Abstract and Bio for Dr. Farzan:
Title: Multimodal Neuromodulation Technologies and New Frontiers in Diagnosis and Treatment of Youth Depression
Abstract: It is estimated that one in every five North American youth are affected by a mental illness or disorder. Surpassed only by injuries, mental disorders in youth are ranked as the second highest hospital care expenditure in Canada. Unfortunately, current treatment and diagnostic strategies in youth are too often borrowed from adult population and not tailored for the youth brain. As a result, current treatments are not as effective or cause side effects in youth. Non-invasive brain stimulation technology such as Transcranial Magnetic Stimulation (TMS) and its combination with neural recording through electroencephalography (EEG) provide promising opportunities in design of novel and more targeted diagnostic and treatment solutions for brain disorders. In this talk, I review our work over the past decade in development and application of TMS/EEG in human brain mapping towards identification of novel diagnostic and treatment strategies in mental health disorders, with a recent focus in youth depression.

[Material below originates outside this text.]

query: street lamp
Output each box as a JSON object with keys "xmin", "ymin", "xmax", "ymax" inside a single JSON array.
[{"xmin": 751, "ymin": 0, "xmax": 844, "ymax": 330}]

Biography: Dr. Farzan is Chair in Technology Innovations for Youth Addiction Recovery and Mental Health at Simon Fraser University, and Assistant Professor in Department of Mechatronic Systems Engineering. Prior to joining Simon Fraser University, Dr. Farzan was an Assistant Professor of Psychiatry at the University of Toronto and an Independent Scientist at the Centre for Addiction and Mental Health and the Temerty Centre for Therapeutic Brain Interventions. Dr. Farzan has obtained her Bachelor in Electrical and Biomedical Engineering with a minor in Psychology from McMaster University. She completed her PhD in the Collaborative Program of Biomedical Engineering and Medical Sciences at University of Toronto. She obtained her Postdoctoral Training in Cognitive Neurology from Harvard Medical School. This multi-disciplinary background has been crucial in enabling her to realize and lead a unique research program aimed at implementing innovative solutions for discoveries in the field of mental health with a focus in youth within three areas: (1) Development of novel technological solutions to safely, reliably, and inexpensively assess brain health; (2) Development of algorithms and innovative empirical and computational strategies to discover neuromarkers of brain health; and (3) Translation of findings into clinical research and clinical trials and ultimately clinical practice.